Configuring data locality
Capacity Scheduler leverages Delay Scheduling to honor task locality constraints. There are three levels of locality constraint: node-local, rack-local, and off-switch. The scheduler counts the number of missed opportunities when the locality cannot be satisfied and waits for this count to reach a threshold before relaxing the locality constraint to the next level. You can configure this threshold using the Node Locality Delay (yarn.scheduler.capacity.node-locality-delay) and Rack Locality Additional Delay (yarn.scheduler.capacity.rack-locality-additional-delay) fields.
To configure data locality, perform the following:
- In Cloudera Manager, select the Clusters > YARN Queue Manager UI service. A graphical queue hierarchy is displayed in the Overview tab.
- Click the Scheduler Configuration tab.
- In the Node Locality Delay textbox, enter the number of scheduling opportunities
that can be missed.
Capacity Scheduler attempts to schedule rack-local containers only after missing this number of opportunities.

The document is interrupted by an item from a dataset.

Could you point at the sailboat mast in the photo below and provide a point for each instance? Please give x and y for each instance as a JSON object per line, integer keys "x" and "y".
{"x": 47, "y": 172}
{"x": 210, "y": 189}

You must ensure this number is same as the number of nodes in the cluster.
- In the Rack Locality Additional Delay textbox, enter the number of missed
scheduling opportunities, over the Node Locality Delay ones, after which Capacity Scheduler
should attempt to schedule off-switch containers.
A value of -1 means that the value is calculated based on the formula L * C / N, where L is the number of locations (nodes or racks) specified in the resource request, C is the number of requested containers, and N is the size of the cluster.
- Click Save.